Cinéma - Les nouveautés du Fort d'Ivry
Même si le grand public n’en a pas des échos constants, il est utile de rappeler que l’Établissement cinématographique et photographique des armées (ECPA), installé depuis de nombreuses années au Fort d’Ivry, reste le plus important producteur de films de court-métrage en France. Peu parmi ces films sont « commercialisés », le gros de la production étant réservé – et c’est normal – à une large diffusion dans les différentes unités de l’Armée et de la Marine. Car, bien entendu, cette production reflète toutes les activités dans toutes les branches des trois armées. Et, comme toujours, de nombreux films sont destinés à l’instruction et à l’enseignement.
L’actuel directeur de l’ECPA, le colonel Canniccioni, nous a convié à une projection des derniers nés de l’exercice 1977-1978 et il nous a été ainsi donné d’en constater la qualité permanente. Le rôle du critique étant de… critiquer, nous nous permettrons quelques remarques restrictives qui ne concernent d’ailleurs que des détails, l’ensemble de chaque film lie méritant que des éloges. André Cortinès-Clavero est un des réalisateurs les plus actifs du Fort d’Ivry. Il vient de nous offrir un film intitulé À bord… qui présente la vie sur le Duquesne pendant sa traversée de Brest à Lisbonne. Sans pédanterie, le reportage nous fait pénétrer dans tous les recoins du navire pour nous révéler les gestes quotidiens des membres de l’équipage. L’auteur a soigneusement évité le poncif qui consiste en pareil cas à nous montrer en long et en large les gaietés de l’escale. Les moments de détente à Lisbonne sont à peine esquissés et ne nuisent nullement à l’essentiel : l’accomplissement des tâches individuelles et collectives. La caméra portative se déplace aisément, mais l’abus de l’alternance de plans en mouvement et de plans fixes qui coupent le rythme risque de fatiguer légèrement le spectateur moyen.

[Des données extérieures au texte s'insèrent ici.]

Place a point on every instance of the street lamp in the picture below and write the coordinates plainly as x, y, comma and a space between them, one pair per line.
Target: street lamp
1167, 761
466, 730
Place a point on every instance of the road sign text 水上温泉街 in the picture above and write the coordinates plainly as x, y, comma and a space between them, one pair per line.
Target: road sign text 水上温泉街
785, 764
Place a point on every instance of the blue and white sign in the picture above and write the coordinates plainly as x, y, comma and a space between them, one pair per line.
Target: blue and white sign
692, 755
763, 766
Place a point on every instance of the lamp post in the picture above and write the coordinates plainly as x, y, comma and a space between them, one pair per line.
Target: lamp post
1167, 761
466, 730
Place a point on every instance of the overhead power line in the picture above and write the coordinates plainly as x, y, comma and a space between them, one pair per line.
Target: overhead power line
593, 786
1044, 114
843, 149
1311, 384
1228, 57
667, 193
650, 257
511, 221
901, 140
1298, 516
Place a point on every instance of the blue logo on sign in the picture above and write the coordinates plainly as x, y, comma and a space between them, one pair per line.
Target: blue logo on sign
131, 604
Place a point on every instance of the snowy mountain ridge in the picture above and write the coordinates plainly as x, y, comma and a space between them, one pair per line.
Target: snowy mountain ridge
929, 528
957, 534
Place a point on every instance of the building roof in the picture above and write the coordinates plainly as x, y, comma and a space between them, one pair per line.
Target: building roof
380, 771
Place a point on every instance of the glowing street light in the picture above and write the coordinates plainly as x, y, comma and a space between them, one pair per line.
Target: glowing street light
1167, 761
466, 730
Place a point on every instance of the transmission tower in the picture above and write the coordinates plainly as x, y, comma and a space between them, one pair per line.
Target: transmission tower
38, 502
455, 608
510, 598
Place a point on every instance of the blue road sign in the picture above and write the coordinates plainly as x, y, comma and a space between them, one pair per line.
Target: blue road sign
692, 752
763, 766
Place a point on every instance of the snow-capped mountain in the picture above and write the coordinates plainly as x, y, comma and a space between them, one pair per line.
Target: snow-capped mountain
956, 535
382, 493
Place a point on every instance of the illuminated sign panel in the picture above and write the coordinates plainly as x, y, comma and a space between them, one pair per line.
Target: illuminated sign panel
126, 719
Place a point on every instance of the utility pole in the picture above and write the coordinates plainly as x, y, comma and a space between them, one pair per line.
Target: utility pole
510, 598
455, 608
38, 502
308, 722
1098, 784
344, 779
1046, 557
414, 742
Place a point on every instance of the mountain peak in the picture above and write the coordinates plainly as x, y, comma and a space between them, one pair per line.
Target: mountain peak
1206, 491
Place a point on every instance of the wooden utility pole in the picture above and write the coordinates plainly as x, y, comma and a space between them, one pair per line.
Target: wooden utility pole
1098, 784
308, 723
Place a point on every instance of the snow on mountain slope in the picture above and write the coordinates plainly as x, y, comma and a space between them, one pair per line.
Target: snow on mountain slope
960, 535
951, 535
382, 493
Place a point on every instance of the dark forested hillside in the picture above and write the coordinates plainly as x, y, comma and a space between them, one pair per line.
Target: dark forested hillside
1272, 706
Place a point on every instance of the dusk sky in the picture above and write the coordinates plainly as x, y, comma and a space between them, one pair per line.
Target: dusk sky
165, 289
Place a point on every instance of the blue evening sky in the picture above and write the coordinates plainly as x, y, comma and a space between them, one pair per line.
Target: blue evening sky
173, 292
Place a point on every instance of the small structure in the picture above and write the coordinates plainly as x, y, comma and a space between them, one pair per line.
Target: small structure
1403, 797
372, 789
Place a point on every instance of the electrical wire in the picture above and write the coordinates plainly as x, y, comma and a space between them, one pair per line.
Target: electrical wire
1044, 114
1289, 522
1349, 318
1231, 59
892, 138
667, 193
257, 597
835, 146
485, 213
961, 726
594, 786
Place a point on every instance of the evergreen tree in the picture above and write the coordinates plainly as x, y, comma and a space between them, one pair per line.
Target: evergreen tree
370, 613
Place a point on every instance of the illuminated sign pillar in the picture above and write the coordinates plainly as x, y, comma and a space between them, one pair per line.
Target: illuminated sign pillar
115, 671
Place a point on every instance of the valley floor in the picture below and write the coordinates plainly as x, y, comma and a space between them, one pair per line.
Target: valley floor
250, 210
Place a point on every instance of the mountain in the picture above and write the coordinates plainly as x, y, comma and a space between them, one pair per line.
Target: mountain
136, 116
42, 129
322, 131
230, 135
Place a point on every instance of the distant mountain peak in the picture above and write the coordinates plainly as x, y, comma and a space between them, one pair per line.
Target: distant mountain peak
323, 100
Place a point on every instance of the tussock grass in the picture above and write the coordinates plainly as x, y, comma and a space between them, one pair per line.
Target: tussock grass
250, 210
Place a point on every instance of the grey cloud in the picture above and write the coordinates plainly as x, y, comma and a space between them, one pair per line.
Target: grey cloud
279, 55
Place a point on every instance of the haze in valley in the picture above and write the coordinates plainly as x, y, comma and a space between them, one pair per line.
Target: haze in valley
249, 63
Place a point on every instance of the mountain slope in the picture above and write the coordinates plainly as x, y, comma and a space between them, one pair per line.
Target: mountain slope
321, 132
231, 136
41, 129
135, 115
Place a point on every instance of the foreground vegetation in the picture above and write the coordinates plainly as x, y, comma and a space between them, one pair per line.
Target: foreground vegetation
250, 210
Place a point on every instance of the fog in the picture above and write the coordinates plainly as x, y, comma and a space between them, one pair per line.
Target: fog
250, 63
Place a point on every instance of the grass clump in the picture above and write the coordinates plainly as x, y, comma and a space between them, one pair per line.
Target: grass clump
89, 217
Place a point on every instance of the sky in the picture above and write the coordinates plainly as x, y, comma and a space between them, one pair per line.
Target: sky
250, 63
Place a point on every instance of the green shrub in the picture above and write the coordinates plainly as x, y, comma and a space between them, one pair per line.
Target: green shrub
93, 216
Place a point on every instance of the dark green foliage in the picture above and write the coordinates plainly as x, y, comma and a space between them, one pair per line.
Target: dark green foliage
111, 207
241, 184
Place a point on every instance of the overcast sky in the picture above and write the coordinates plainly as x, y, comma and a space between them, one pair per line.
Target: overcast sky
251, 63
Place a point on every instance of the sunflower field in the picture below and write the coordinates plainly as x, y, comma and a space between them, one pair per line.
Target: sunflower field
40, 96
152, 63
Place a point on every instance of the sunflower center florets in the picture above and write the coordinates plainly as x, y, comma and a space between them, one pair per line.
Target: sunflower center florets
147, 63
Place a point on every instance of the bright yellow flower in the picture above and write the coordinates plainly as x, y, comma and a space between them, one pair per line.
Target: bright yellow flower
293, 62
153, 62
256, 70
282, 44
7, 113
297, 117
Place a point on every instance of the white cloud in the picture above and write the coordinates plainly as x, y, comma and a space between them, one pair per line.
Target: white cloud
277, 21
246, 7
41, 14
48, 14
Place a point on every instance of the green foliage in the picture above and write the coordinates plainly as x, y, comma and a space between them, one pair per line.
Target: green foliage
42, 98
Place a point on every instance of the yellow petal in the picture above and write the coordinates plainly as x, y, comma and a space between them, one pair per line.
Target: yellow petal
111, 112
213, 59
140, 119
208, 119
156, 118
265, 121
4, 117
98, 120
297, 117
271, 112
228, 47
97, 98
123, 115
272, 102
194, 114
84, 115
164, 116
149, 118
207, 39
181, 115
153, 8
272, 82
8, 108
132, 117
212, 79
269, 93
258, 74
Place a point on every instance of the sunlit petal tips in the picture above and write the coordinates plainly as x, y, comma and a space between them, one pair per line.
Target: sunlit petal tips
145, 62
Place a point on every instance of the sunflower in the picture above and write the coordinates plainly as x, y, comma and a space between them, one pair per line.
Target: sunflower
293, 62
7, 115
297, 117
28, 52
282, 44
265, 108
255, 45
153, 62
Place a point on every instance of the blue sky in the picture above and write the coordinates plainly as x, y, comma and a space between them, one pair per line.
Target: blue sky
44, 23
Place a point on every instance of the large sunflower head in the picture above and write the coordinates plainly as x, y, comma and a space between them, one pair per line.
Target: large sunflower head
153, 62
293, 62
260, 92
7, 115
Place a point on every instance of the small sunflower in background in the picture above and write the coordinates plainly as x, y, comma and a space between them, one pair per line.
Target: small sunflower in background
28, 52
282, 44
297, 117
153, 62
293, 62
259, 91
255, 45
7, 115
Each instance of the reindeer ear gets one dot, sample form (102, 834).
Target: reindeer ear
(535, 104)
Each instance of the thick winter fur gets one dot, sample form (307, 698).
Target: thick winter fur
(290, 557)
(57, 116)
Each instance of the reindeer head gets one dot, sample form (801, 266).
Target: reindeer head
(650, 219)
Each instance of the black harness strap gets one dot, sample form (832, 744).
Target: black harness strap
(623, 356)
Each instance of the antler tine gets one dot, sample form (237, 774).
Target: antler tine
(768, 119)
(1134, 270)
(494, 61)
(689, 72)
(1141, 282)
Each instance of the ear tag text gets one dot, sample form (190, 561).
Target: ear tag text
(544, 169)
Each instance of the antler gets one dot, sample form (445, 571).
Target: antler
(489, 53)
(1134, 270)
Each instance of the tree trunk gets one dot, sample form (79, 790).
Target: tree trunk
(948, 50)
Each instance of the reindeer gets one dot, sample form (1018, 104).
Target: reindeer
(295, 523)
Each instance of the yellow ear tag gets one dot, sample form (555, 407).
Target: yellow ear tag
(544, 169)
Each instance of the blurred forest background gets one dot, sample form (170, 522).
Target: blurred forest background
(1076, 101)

Un peu plus ancien, le film d’Yves Ciampi La Durance n’est pas diffusé, nous apprend-on, dans les centres distributeurs militaires, et on doit en demander le prêt à l’ECPA. Sans doute est-il considéré comme trop « civil » : il a d’ailleurs obtenu un premier prix au Festival du film d’entreprise et du film industriel de Biarritz en 1977. Durant la projection de ce film tourné à bord d’un pétrolier-ravitailleur, nous assistons au déroulement des différentes opérations de ravitaillement dans des conditions techniques extrêmement modernes. Le pétrolier-ravitailleur peut ravitailler les bâtiments les plus variés de la flotte (frégates, corvettes et porte-avions) en vivres, combustible et munitions. On regrette un peu que les dialogues soient récités et non parlés normalement. Pour le reste, le document est intéressant et de très bonne qualité.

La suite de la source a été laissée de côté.